Indonesia's Meteorology, Climatology and Geophysical Agency said pollutants from vehicle exhaust and dust from various infrastructure projects in the capital are accumulating in the air as days go by without rain.
A total of 84 micrograms of fine particulate matter – smaller than 2.5 micrometers – were found in each square cubic meter of air in Jakarta during the most polluted days in the past month.
When inhaled, particulate matter can stay in people's lung, bloodstream and even brain. Studies have linked particulate matter to a range of respiratory illnesses, heart problems and decline in cognitive functions.
Syafrin said the administration is completing a comprehensive study of the new policies before launching them to the public.
Some suggest that Jakarta should not only apply the odd-even number plate rule on more roads in the city but also start to impose it on its millions of motorcycles.
"Instead of taking public transportation, Jakartans ride motorbikes instead," Chief Comr. Yusuf, the National Police's road traffic director, said on Friday.
Syafrin said the administration has already planned a study on the feasibility of imposing the odd-even rule on motorcycles.
Governor Anies on Thursday issued an official instruction to tackle pollution problems in the capital. Apart from extending the odd-even rule, Anies also instructed the city government to try to do more to persuade Jakartans to use public transportation, including by raising parking fees in the city.
"We are reviewing this. The governor said that as soon as there is an adequate public transportation system that people are happy with, we should increase parking fees as an instrument of traffic control," Syafrin said.
Anies' instructions also included an order to cull public buses older than 10 years old by next year and a restriction to ban private cars older than 10 years old from Jakarta's roads by 2025.

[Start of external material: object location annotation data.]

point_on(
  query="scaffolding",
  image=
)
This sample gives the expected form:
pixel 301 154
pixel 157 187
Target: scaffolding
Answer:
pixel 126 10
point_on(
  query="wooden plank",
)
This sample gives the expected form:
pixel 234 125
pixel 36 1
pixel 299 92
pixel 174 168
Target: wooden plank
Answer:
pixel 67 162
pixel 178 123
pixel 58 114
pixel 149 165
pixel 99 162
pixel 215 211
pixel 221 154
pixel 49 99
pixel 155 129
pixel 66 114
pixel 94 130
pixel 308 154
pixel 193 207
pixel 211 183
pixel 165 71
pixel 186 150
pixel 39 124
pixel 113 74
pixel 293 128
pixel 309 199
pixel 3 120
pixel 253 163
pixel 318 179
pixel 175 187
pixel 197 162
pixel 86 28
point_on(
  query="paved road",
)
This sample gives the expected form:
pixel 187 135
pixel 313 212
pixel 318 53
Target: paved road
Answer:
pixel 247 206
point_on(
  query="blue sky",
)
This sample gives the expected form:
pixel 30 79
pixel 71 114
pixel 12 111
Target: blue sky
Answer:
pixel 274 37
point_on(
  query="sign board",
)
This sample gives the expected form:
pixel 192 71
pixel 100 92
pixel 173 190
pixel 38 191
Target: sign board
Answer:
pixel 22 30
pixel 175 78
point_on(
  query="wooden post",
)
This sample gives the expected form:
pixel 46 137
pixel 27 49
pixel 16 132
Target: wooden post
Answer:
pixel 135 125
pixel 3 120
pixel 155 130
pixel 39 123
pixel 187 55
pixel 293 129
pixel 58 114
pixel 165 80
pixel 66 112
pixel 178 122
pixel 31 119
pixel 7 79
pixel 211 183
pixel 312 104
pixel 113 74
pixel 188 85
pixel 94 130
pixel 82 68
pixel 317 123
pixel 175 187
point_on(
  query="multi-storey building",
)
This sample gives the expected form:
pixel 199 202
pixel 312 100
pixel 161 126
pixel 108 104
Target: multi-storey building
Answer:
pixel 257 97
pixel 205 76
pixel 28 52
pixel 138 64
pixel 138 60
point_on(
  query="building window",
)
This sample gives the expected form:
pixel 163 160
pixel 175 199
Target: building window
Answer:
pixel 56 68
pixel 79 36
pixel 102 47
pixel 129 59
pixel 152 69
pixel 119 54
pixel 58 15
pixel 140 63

The governor also indicated he wanted to expand the city's public bus network, plant more trees, tighten emission test on private vehicles, improve and expand the city's sidewalks, tighten monitoring on manufacturing plants' emissions and install more solar panels on government buildings.
The Jakarta governor's instructions came as the city administration began fighting a lawsuit from several environmental organizations for failing to deal with the worsening air quality in the capital.
A group of 31 Jakarta residents had filed the citizen lawsuit, demanding that the city administration, along with President Joko "Jokowi" Widodo, the Environment Ministry, the Internal Affairs Ministry, the Health Ministry, Banten provincial government and West Java provincial government take real action against air pollution.
The first hearing was scheduled for Thursday but was postponed because the city administration had failed to submit all their documents.
Ayu Eza Tiara, the member of an advocacy team that launched the lawsuit, said it was the culmination of local environmentalists' effort to push the Jakarta administration to take action against air pollution.
"We knew from three years ago that the air quality in Jakarta has always been among the top 10 worst in the world," Ayu said on Thursday.
"We've tried many times to tell the government about the problem. But they always went on the defensive and said the air quality was fine," Ayu said.